Creating a new saliency dataset is very complex. It requires the use of an eye-tracking system on many subjects and must cover all the kinds of content that could be used in video coding. For this reason, we decided to improve our solution by designing a different model architecture. Our latest solution uses a multitask learning strategy. This solves multiple tasks at the same time using different datasets for each one. And it has the advantage of limiting the impact of the biases present in each of the specific datasets, by extracting patterns from each dataset and allowing the model to better generalize. Moreover, using this approach on similar tasks, such as saliency prediction and semantic segmentation, allows both outputs to be merged to further improve predictions.
This approach leads to models that are a bit more complex. We then worked with model optimization techniques such as quantification, fusion operation, and pruning to speed them up for a specific target platform.
What does this change for viewers?
Even without AI, the main goal is always to improve the quality of experience for viewers. It’s critical to offer new services or improve the bitrate/distortion tradeoff.

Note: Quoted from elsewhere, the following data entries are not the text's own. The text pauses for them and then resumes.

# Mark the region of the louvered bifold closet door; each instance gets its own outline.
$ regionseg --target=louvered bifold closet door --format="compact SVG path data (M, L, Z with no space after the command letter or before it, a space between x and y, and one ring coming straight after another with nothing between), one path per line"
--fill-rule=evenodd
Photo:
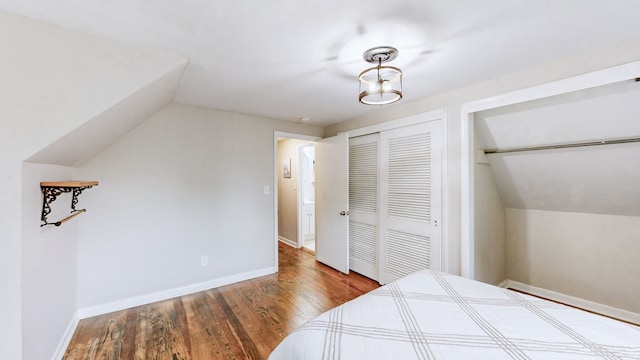
M440 269L440 121L380 134L380 282Z
M349 268L378 279L378 134L349 139Z

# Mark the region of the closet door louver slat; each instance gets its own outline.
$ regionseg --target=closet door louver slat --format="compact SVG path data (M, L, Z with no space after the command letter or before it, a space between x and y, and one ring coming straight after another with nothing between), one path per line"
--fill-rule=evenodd
M362 261L370 266L377 264L376 227L351 221L349 223L349 254L351 261Z
M349 268L378 278L378 135L349 143Z
M440 129L429 122L380 133L379 274L386 284L440 268Z
M378 143L349 146L349 210L378 210Z
M431 221L431 133L389 140L389 216Z
M430 267L430 239L426 236L387 231L387 274L402 277Z

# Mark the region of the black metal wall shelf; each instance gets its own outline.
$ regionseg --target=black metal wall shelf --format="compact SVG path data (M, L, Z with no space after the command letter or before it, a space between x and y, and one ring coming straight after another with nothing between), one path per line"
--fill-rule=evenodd
M82 214L87 211L87 209L76 209L76 205L78 204L78 196L85 189L90 189L94 186L98 186L97 181L43 181L40 183L40 189L42 190L42 194L44 198L42 200L42 216L40 220L42 224L40 227L46 225L55 225L60 226L62 223L71 220L72 218ZM73 197L71 198L71 215L66 218L50 223L47 220L47 216L51 213L51 203L53 203L60 194L72 192Z

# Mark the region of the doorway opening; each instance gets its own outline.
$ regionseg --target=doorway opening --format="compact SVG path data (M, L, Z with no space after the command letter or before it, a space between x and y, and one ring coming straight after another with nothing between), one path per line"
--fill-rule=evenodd
M318 137L274 133L275 238L315 251L315 140ZM277 264L277 252L276 252Z
M315 144L298 147L298 247L316 250Z

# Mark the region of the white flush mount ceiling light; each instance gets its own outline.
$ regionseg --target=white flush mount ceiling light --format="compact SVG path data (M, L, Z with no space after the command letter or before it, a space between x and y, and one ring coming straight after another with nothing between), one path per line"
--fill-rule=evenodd
M360 102L366 105L386 105L402 99L402 70L382 65L397 58L398 49L378 46L365 51L362 57L378 66L360 73Z

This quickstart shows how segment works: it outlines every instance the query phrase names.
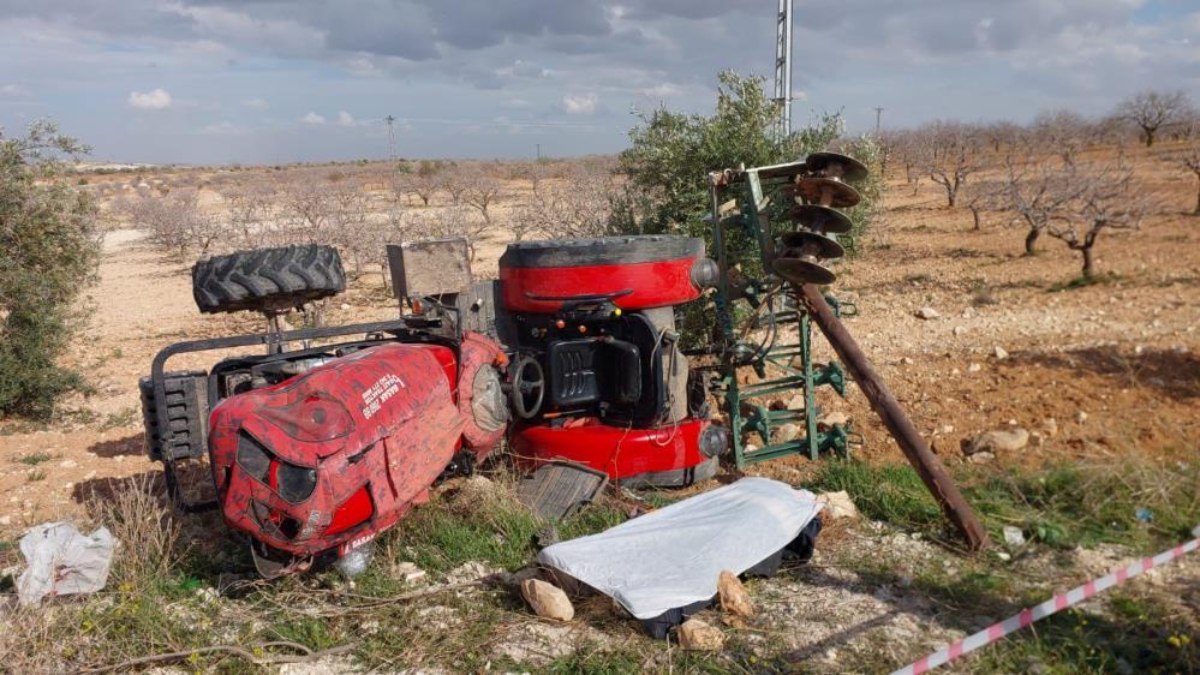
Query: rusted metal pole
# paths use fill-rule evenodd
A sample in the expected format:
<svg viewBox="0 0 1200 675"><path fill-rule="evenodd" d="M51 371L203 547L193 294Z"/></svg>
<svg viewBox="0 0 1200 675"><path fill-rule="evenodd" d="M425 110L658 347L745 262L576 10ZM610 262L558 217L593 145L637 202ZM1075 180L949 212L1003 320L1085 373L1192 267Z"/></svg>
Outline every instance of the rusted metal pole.
<svg viewBox="0 0 1200 675"><path fill-rule="evenodd" d="M812 284L793 284L793 286L797 289L800 301L808 308L808 313L813 321L825 334L829 344L833 345L834 351L846 364L846 369L854 377L858 388L870 401L871 409L883 420L884 426L896 439L909 463L920 474L925 486L933 493L946 517L950 519L951 523L954 523L954 527L967 540L967 546L972 551L987 548L991 542L988 541L983 525L975 517L975 511L963 499L958 486L946 473L946 467L942 466L937 456L929 449L929 444L925 442L924 438L921 438L921 434L917 433L917 428L913 426L912 420L904 414L900 403L896 401L875 369L871 367L867 356L859 349L854 338L850 336L850 332L838 320L829 303L825 302L821 291Z"/></svg>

Better coding efficiency leads to either better perceived quality, or a lower bitrate consumption. New codecs aim to improve coding efficiency. However, the installed park of receivers is not always compatible with them, so adoption can take a long time. That is why existing codecs need to be improved. Today, some AI solutions have shown improvements in some coding tools that had not been achieved with traditional algorithms. This kind of approach therefore seems to be a promising path for improving existing codec.
The most visible result for viewers is in the services. The most popular ones are recommendation systems. These allow streaming platforms to suggest personalized content to users. But AI can also be used by these platforms to choose new content. For example, this is the case when predicting if a particular video will be appreciated by users. Other tasks than can be addressed with AI include creating highlights and generating subtitles.
AI technologies have been evolving very quickly over the last decade. Adoption of new solutions in specific fields such as the video industry may take time. This is due to the challenges mentioned above. But AI technologies have already demonstrated their relevance by reaching performance levels never achieved before on certain tasks. An example is end-to-end deep-learning video coding. It is already competing with state-of-the-art fixed image coders, after only a few years of research.